As novas descobertas certamente alimentarão a controvérsia em curso sobre o manejo de cavalos selvagens nos Estados Unidos, descendentes de cavalos domésticos trazidos pelos europeus. Muitas pessoas consideram esses cavalos selvagens uma espécie invasora, enquanto outras os consideram parte da fauna nativa da América do Norte.

“Os cavalos persistiram na América do Norte por muito tempo e ocuparam um nicho ecológico aqui”, disse Vershinina. “Eles morreram há cerca de 11 mil anos, mas isso não é muito tempo em termos evolutivos.

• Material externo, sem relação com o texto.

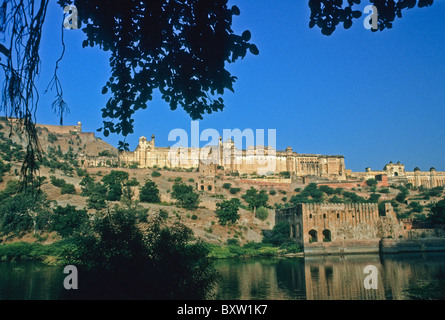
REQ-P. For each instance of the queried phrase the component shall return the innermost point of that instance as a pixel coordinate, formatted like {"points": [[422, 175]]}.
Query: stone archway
{"points": [[313, 236], [327, 237]]}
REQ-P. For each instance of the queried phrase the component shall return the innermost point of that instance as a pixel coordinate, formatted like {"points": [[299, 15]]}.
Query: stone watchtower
{"points": [[207, 177]]}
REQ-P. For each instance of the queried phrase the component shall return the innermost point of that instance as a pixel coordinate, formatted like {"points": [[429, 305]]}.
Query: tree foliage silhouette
{"points": [[180, 48], [328, 14]]}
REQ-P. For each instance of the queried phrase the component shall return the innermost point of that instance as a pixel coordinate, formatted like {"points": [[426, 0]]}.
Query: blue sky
{"points": [[372, 97]]}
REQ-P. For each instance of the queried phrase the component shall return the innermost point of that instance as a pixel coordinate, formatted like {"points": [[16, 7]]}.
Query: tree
{"points": [[371, 182], [114, 182], [185, 195], [328, 14], [437, 216], [117, 260], [262, 213], [24, 212], [67, 220], [374, 198], [179, 48], [149, 192], [227, 211], [97, 197], [256, 198]]}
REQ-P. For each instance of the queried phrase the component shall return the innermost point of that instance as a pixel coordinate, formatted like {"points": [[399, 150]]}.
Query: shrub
{"points": [[68, 188], [155, 174], [67, 220], [227, 185], [163, 214], [57, 182], [52, 138], [227, 211], [255, 198], [233, 242], [262, 213], [185, 195], [149, 192], [371, 182]]}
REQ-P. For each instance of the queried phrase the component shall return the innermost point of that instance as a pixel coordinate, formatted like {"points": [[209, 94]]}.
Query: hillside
{"points": [[65, 151]]}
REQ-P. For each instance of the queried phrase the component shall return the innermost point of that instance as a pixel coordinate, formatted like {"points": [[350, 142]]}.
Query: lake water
{"points": [[399, 277]]}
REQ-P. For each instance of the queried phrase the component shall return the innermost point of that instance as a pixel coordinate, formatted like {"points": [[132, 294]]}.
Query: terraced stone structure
{"points": [[340, 227]]}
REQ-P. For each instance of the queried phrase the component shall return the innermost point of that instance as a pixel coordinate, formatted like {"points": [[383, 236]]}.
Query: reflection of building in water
{"points": [[339, 227], [331, 277], [262, 280], [341, 278]]}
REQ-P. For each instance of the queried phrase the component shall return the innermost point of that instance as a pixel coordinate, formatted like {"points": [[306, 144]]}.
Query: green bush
{"points": [[227, 211], [149, 192], [227, 185], [67, 220], [155, 174], [185, 195], [262, 213], [68, 188]]}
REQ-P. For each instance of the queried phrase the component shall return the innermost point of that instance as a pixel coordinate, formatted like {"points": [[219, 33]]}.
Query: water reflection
{"points": [[29, 281], [400, 277]]}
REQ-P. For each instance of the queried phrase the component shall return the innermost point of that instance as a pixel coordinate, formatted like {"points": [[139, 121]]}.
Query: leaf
{"points": [[246, 35], [254, 50], [347, 24], [356, 14]]}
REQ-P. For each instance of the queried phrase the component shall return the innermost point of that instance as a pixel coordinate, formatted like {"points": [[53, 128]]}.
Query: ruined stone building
{"points": [[340, 227], [396, 174]]}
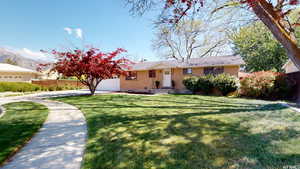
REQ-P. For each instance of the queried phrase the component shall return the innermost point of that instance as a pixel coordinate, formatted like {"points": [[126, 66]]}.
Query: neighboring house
{"points": [[290, 67], [170, 74], [12, 73], [49, 74]]}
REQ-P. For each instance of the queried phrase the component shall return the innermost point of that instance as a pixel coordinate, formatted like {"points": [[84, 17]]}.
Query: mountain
{"points": [[18, 59]]}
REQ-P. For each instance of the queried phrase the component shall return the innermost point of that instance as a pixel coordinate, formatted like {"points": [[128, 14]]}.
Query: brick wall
{"points": [[143, 82], [60, 83]]}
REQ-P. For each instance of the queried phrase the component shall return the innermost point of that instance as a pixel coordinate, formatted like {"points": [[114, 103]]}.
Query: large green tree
{"points": [[258, 47]]}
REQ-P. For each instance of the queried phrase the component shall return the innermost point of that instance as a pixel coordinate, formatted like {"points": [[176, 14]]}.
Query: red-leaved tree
{"points": [[90, 67]]}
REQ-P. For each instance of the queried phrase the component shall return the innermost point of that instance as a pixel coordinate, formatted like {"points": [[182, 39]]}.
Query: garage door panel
{"points": [[109, 85]]}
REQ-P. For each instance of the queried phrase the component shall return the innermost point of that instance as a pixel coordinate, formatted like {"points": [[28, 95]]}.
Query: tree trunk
{"points": [[262, 11]]}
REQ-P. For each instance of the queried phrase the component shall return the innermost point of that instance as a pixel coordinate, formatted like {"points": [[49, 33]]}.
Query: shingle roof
{"points": [[12, 68], [194, 62]]}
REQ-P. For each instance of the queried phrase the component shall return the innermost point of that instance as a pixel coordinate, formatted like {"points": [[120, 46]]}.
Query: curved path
{"points": [[60, 142]]}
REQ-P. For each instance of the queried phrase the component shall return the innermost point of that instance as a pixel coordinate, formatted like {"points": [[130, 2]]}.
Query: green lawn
{"points": [[188, 132], [18, 125]]}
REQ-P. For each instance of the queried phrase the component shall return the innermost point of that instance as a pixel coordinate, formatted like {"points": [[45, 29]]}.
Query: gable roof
{"points": [[229, 60], [12, 68]]}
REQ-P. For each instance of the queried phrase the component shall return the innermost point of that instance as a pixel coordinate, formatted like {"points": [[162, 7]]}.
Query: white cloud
{"points": [[79, 33], [33, 54], [68, 30]]}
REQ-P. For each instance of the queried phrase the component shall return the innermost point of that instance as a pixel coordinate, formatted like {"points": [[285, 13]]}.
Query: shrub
{"points": [[205, 84], [225, 83], [191, 83], [266, 85], [18, 87]]}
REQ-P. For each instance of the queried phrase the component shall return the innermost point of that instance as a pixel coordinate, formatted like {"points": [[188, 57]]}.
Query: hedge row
{"points": [[28, 87], [223, 82], [267, 85]]}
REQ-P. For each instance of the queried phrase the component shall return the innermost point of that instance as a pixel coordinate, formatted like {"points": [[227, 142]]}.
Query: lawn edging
{"points": [[291, 107], [2, 111]]}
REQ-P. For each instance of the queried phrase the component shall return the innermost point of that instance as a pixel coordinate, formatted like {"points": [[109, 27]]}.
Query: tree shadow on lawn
{"points": [[184, 141]]}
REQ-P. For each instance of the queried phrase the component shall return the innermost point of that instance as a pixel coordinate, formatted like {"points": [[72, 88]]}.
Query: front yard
{"points": [[19, 123], [187, 132]]}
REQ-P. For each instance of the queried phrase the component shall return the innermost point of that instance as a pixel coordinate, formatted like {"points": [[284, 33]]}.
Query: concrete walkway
{"points": [[60, 142]]}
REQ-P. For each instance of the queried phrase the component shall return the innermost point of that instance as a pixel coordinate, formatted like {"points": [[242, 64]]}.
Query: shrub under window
{"points": [[131, 76], [187, 71], [213, 70]]}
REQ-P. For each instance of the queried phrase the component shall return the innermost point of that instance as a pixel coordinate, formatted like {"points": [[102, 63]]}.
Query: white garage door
{"points": [[109, 85]]}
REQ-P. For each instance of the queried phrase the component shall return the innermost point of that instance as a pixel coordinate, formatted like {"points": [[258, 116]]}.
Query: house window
{"points": [[131, 76], [213, 70], [152, 73], [187, 71]]}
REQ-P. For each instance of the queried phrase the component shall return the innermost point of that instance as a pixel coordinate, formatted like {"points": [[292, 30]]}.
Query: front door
{"points": [[167, 78]]}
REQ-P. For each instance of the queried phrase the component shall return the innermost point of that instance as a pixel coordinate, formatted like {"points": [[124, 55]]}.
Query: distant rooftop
{"points": [[12, 68], [208, 61]]}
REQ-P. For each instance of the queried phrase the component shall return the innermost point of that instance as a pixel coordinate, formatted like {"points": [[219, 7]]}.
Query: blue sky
{"points": [[32, 25]]}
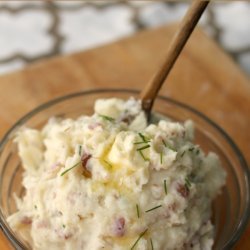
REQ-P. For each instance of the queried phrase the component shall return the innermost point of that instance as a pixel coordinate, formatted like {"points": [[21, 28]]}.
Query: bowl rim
{"points": [[243, 164]]}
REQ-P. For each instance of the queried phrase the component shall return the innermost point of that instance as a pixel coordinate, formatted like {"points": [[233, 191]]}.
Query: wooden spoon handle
{"points": [[185, 29]]}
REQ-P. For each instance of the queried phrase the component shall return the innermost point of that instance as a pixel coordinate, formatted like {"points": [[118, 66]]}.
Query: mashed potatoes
{"points": [[110, 181]]}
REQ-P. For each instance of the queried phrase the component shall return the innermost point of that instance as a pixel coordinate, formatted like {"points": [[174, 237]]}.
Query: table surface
{"points": [[204, 77]]}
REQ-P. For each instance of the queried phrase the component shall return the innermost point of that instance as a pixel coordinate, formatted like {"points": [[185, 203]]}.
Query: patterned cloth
{"points": [[31, 30]]}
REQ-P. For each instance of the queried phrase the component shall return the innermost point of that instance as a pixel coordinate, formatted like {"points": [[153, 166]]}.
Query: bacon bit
{"points": [[94, 125], [26, 220], [84, 160], [119, 227], [182, 190], [80, 217]]}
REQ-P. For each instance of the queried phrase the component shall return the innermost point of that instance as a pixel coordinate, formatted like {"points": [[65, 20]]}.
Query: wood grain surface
{"points": [[204, 77]]}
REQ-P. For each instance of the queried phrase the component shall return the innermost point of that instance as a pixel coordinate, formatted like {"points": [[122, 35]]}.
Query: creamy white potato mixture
{"points": [[111, 181]]}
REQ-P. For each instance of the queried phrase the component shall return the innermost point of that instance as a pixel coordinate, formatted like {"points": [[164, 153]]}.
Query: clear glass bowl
{"points": [[231, 208]]}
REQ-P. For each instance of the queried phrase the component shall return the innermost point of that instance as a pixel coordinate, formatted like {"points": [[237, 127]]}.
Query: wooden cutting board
{"points": [[204, 77]]}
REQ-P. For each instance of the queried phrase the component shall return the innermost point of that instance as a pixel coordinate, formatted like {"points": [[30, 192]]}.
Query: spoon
{"points": [[179, 40]]}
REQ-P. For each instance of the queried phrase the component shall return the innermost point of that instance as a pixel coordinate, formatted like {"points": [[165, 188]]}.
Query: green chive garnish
{"points": [[144, 138], [165, 187], [108, 118], [167, 145], [183, 153], [188, 183], [152, 246], [109, 164], [137, 211], [80, 150], [142, 148], [140, 142], [141, 235], [67, 170], [153, 208]]}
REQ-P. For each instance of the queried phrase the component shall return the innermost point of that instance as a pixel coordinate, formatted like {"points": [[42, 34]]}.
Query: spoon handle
{"points": [[177, 43]]}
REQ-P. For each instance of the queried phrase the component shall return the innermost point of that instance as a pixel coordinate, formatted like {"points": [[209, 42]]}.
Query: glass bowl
{"points": [[230, 209]]}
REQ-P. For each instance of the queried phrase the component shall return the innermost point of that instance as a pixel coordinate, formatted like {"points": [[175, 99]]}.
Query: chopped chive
{"points": [[143, 156], [67, 170], [80, 150], [141, 142], [143, 137], [109, 164], [165, 187], [142, 148], [152, 246], [188, 183], [167, 145], [140, 236], [108, 118], [153, 208], [137, 211], [191, 149]]}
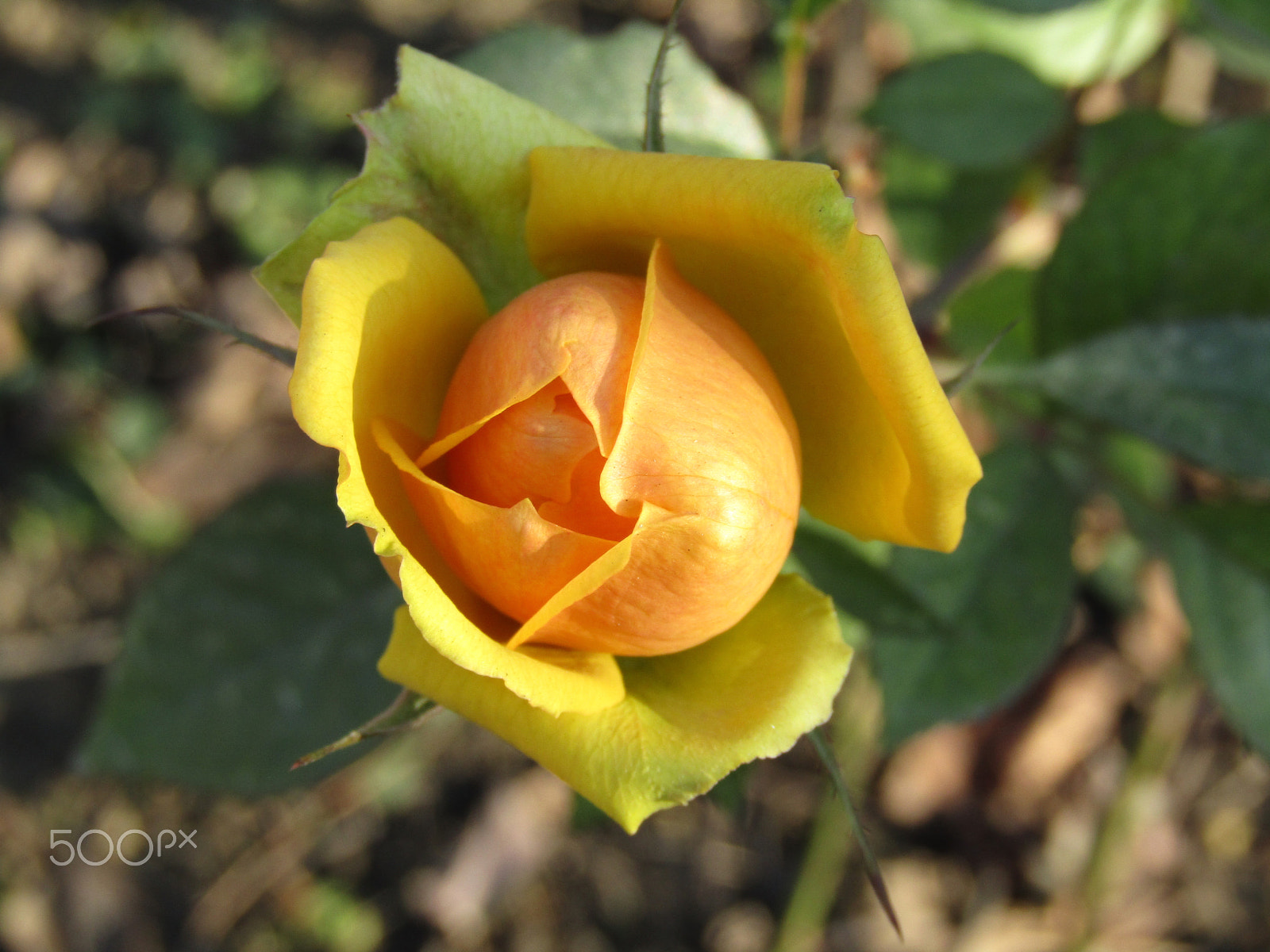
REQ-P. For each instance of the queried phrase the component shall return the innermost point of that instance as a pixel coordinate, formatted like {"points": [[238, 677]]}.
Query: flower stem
{"points": [[794, 80], [856, 725]]}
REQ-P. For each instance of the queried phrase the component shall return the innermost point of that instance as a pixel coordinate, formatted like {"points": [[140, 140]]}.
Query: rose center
{"points": [[544, 450]]}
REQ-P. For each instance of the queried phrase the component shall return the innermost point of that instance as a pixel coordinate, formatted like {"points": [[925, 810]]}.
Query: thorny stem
{"points": [[856, 727], [654, 140], [1172, 710], [794, 80]]}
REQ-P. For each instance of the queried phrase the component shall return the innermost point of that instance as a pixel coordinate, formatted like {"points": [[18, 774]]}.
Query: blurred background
{"points": [[154, 152]]}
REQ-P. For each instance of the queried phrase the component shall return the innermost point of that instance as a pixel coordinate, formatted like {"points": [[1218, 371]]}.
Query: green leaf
{"points": [[1180, 235], [1199, 389], [448, 150], [254, 645], [958, 635], [1070, 48], [1238, 32], [686, 720], [1241, 530], [1109, 148], [976, 111], [1223, 582], [937, 209], [987, 308], [601, 84]]}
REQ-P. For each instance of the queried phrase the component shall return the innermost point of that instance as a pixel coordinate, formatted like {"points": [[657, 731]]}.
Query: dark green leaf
{"points": [[253, 647], [1032, 6], [1241, 530], [1238, 32], [1117, 144], [977, 111], [601, 84], [1225, 588], [1179, 235], [1070, 48], [958, 635], [937, 209], [1199, 389], [983, 310]]}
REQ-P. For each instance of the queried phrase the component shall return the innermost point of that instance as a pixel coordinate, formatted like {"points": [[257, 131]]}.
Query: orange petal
{"points": [[510, 556], [581, 328], [530, 451], [775, 245]]}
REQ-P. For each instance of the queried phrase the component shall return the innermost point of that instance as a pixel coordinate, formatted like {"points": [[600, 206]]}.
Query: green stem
{"points": [[856, 727], [654, 141], [794, 80]]}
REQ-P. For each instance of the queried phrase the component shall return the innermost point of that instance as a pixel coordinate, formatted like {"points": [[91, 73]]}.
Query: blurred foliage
{"points": [[276, 602], [976, 111], [598, 84]]}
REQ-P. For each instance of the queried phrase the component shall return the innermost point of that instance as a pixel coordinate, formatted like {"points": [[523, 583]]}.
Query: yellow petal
{"points": [[775, 245], [686, 721], [387, 317]]}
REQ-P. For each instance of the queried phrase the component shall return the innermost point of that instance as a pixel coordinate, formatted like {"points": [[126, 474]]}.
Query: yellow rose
{"points": [[700, 321]]}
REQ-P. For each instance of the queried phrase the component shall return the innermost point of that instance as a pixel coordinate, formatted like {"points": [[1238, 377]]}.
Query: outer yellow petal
{"points": [[687, 719], [775, 245], [387, 317]]}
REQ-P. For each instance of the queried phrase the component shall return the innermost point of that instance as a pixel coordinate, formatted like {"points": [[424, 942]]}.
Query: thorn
{"points": [[653, 139], [963, 378], [283, 355], [872, 869], [404, 714]]}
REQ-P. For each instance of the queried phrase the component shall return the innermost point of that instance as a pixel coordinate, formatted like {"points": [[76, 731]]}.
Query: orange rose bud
{"points": [[615, 467]]}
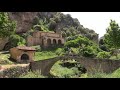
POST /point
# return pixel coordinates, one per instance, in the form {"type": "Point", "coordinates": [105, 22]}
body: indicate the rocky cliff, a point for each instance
{"type": "Point", "coordinates": [55, 21]}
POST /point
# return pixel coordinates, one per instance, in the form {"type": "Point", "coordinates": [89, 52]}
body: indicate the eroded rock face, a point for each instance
{"type": "Point", "coordinates": [3, 41]}
{"type": "Point", "coordinates": [24, 20]}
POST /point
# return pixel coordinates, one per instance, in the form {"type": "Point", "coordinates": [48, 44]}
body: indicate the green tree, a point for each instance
{"type": "Point", "coordinates": [112, 37]}
{"type": "Point", "coordinates": [7, 27]}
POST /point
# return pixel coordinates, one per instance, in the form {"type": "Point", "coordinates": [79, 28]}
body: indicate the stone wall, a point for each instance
{"type": "Point", "coordinates": [3, 41]}
{"type": "Point", "coordinates": [14, 72]}
{"type": "Point", "coordinates": [92, 65]}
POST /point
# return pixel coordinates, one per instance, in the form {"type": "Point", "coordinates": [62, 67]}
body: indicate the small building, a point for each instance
{"type": "Point", "coordinates": [22, 54]}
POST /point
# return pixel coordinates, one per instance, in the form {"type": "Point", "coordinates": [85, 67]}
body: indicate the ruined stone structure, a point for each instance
{"type": "Point", "coordinates": [90, 64]}
{"type": "Point", "coordinates": [45, 39]}
{"type": "Point", "coordinates": [22, 54]}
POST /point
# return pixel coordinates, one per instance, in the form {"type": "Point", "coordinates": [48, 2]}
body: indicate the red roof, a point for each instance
{"type": "Point", "coordinates": [26, 48]}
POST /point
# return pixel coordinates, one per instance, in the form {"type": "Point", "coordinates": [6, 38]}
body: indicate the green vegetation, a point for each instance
{"type": "Point", "coordinates": [7, 27]}
{"type": "Point", "coordinates": [44, 55]}
{"type": "Point", "coordinates": [32, 75]}
{"type": "Point", "coordinates": [65, 72]}
{"type": "Point", "coordinates": [4, 59]}
{"type": "Point", "coordinates": [103, 55]}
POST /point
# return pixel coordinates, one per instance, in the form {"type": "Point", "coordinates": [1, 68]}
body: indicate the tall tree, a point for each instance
{"type": "Point", "coordinates": [7, 27]}
{"type": "Point", "coordinates": [112, 36]}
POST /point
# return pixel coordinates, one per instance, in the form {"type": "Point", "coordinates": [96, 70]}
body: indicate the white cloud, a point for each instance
{"type": "Point", "coordinates": [98, 21]}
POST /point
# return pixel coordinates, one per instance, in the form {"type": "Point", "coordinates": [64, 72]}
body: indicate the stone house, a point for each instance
{"type": "Point", "coordinates": [22, 54]}
{"type": "Point", "coordinates": [45, 39]}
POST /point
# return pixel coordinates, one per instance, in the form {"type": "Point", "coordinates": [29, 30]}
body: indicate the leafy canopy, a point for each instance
{"type": "Point", "coordinates": [112, 37]}
{"type": "Point", "coordinates": [7, 27]}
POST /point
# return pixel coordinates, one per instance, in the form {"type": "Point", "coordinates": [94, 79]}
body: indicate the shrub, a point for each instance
{"type": "Point", "coordinates": [16, 40]}
{"type": "Point", "coordinates": [59, 51]}
{"type": "Point", "coordinates": [103, 55]}
{"type": "Point", "coordinates": [89, 51]}
{"type": "Point", "coordinates": [38, 48]}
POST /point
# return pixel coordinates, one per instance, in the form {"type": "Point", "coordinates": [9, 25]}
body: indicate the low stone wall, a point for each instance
{"type": "Point", "coordinates": [14, 72]}
{"type": "Point", "coordinates": [91, 65]}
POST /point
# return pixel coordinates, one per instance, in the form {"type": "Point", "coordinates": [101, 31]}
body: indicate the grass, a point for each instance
{"type": "Point", "coordinates": [44, 55]}
{"type": "Point", "coordinates": [115, 74]}
{"type": "Point", "coordinates": [32, 75]}
{"type": "Point", "coordinates": [63, 72]}
{"type": "Point", "coordinates": [48, 54]}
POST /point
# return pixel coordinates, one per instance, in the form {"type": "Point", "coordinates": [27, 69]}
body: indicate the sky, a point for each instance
{"type": "Point", "coordinates": [98, 21]}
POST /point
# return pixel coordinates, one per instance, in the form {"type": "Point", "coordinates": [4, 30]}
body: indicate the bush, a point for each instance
{"type": "Point", "coordinates": [38, 48]}
{"type": "Point", "coordinates": [16, 40]}
{"type": "Point", "coordinates": [89, 51]}
{"type": "Point", "coordinates": [59, 51]}
{"type": "Point", "coordinates": [103, 55]}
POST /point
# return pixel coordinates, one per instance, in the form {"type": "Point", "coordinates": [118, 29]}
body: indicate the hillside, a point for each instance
{"type": "Point", "coordinates": [52, 21]}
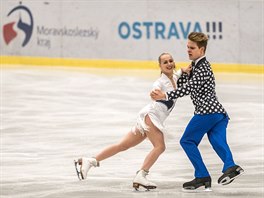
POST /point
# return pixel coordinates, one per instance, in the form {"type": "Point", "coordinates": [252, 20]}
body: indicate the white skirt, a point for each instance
{"type": "Point", "coordinates": [157, 113]}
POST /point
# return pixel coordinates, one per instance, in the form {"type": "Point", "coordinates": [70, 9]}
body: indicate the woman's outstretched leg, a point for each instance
{"type": "Point", "coordinates": [157, 139]}
{"type": "Point", "coordinates": [130, 140]}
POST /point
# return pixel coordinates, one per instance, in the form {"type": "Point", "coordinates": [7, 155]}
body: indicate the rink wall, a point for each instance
{"type": "Point", "coordinates": [131, 34]}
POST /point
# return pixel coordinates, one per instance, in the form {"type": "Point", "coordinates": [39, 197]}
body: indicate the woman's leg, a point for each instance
{"type": "Point", "coordinates": [130, 140]}
{"type": "Point", "coordinates": [157, 139]}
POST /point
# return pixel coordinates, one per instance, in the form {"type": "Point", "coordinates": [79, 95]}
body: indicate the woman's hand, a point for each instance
{"type": "Point", "coordinates": [157, 94]}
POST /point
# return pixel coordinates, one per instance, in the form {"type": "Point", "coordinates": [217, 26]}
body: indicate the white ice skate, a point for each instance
{"type": "Point", "coordinates": [83, 165]}
{"type": "Point", "coordinates": [141, 180]}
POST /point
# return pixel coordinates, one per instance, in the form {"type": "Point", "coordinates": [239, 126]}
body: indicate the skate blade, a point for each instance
{"type": "Point", "coordinates": [137, 186]}
{"type": "Point", "coordinates": [78, 169]}
{"type": "Point", "coordinates": [227, 179]}
{"type": "Point", "coordinates": [197, 190]}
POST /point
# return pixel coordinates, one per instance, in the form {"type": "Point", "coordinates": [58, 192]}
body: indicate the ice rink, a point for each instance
{"type": "Point", "coordinates": [51, 116]}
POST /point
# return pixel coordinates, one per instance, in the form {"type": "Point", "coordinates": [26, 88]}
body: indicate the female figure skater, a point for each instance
{"type": "Point", "coordinates": [149, 125]}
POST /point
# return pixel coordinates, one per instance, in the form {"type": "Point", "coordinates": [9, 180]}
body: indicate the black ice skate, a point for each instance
{"type": "Point", "coordinates": [198, 184]}
{"type": "Point", "coordinates": [230, 174]}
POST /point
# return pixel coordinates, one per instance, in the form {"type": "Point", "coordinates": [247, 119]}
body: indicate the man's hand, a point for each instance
{"type": "Point", "coordinates": [157, 95]}
{"type": "Point", "coordinates": [187, 69]}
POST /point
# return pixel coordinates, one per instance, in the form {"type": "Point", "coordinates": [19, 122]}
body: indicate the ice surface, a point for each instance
{"type": "Point", "coordinates": [51, 116]}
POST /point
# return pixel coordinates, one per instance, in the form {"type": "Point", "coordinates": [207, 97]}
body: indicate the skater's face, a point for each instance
{"type": "Point", "coordinates": [167, 64]}
{"type": "Point", "coordinates": [194, 51]}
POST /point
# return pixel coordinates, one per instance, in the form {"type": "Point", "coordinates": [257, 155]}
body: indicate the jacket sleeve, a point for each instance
{"type": "Point", "coordinates": [193, 84]}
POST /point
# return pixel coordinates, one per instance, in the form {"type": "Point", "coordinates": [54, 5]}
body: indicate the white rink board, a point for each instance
{"type": "Point", "coordinates": [134, 30]}
{"type": "Point", "coordinates": [52, 116]}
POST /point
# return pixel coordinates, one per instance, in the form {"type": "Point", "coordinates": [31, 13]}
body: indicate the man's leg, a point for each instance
{"type": "Point", "coordinates": [194, 132]}
{"type": "Point", "coordinates": [217, 138]}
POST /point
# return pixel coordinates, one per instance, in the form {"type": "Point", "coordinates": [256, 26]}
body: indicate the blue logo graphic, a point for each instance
{"type": "Point", "coordinates": [8, 29]}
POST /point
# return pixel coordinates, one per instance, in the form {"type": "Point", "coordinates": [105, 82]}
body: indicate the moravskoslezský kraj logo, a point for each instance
{"type": "Point", "coordinates": [8, 29]}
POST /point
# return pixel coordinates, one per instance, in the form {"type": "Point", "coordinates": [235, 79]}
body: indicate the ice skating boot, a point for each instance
{"type": "Point", "coordinates": [230, 174]}
{"type": "Point", "coordinates": [83, 165]}
{"type": "Point", "coordinates": [198, 184]}
{"type": "Point", "coordinates": [141, 180]}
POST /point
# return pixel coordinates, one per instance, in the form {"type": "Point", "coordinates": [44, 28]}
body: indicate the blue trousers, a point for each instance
{"type": "Point", "coordinates": [215, 126]}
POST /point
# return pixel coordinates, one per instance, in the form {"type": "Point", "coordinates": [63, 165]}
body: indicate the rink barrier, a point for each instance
{"type": "Point", "coordinates": [121, 64]}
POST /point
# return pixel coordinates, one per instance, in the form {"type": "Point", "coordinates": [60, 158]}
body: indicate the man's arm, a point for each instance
{"type": "Point", "coordinates": [194, 83]}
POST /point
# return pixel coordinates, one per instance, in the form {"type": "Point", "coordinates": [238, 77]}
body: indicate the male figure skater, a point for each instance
{"type": "Point", "coordinates": [209, 117]}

Os cavalos selvagens norte-americanos atuais podem ser considerados reintroduzidos, em vez de invasivos.”

O coautor Grant Zazula, paleontólogo do governo de Yukon, disse que as novas descobertas ajudam a reformular a questão de por que os cavalos desapareceram da América do Norte. “Foi uma perda regional de população, e não uma extinção”, disse ele. “Ainda não sabemos por quê. Mas isso nos diz que as condições na América do Norte eram dramaticamente diferentes no final da última era glacial. Se os cavalos não tivessem cruzado para a Ásia, teríamos perdido todos eles globalmente.”